Matt pulled out his cell phone and dialed.

“Danielle.  Glad I caught you.  Hey!  Whatcha doin’ right now? . . . Really?  Cool.  There’s this great guy I met and I thought of you immediately.  He’s right here.  Do you wanna talk to him?”

He handed the phone to Jim.

“Hi, Danielle.  I’m Jim . . . Well, thank you . . . Tonight? . . . Yeah, sure.  7 pm.”

They agreed to dinner and she insisted on picking Jim up.  He gave her directions and it was all set.

“Thanks, Matthew.  She sounds fantastic.”

“Matt.  Just call me Matt.  We’re buds, right?  After all you’re dating my sister.  Ha ha.  By the way, you might recognize her.  Anyway, I gotta go.  Here’s my card.  In case you have any problems with that Panasonic unit.  You shouldn’t.  But give me a call.  Have fun tonight.  Good-bye, Jim.”

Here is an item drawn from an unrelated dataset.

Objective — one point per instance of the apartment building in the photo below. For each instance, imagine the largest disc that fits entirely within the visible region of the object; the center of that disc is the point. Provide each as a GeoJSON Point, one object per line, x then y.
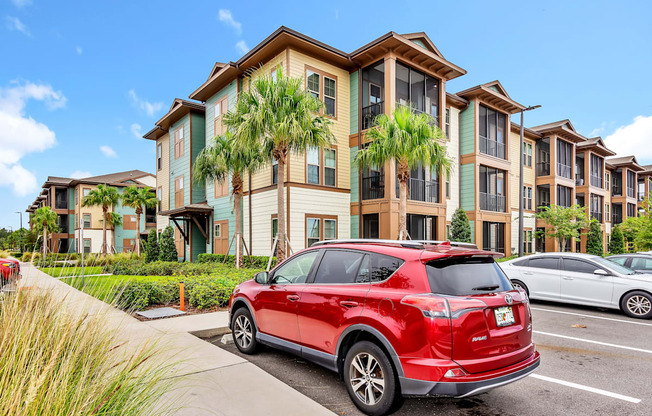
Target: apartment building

“Thanks, Matt.  For everything.”

Matt dashed out to his service truck and was off, probably to his next call.  Jim ran up stairs to get ready.  It was already five o’clock and Danielle had said she would be right on time.  7:00 o’clock sharp.  She arrived in a shiny new powder blue-Porsche exactly at 6:59 pm.

Recognize her he did.  Jim had seen her in three movies, one with Jude Law, one with Owen Wilson, and another with Matt Damon and Claire Danes.  Without a doubt, she was the most beautiful woman Jim had ever met, and was intelligent and funny to boot.

She drove them to her favorite Thai restaurant, insisting on paying for everything, then afterwards they went to two of Portland’s hottest dance club where Jim, grinning from ear-to-ear, tried to ignore the envious stares and amazed looks of his hometown elegantsia.  A little before 2 am, they were feeling good but exhausted, and ready to call it a night.

“Jim, I had a great time.  Listen.  I’m staying on the other side of town from you.  I don’t feel like driving the whole way back.  Can I just spend the night at your place?”

Spend the night she did.  Not that they slept very much.  They seemed to be made for one another.  He felt so comfortable with her.  She was so affectionate.  It was as if they had been dating for weeks or months.

Danielle whispered in Jim’s ear just as they closed their eyes to catch at least a couple hours sleep.

“You’re so great.  I can’t wait to see you again.”

Thrilled and exhausted he was asleep before he could even reply.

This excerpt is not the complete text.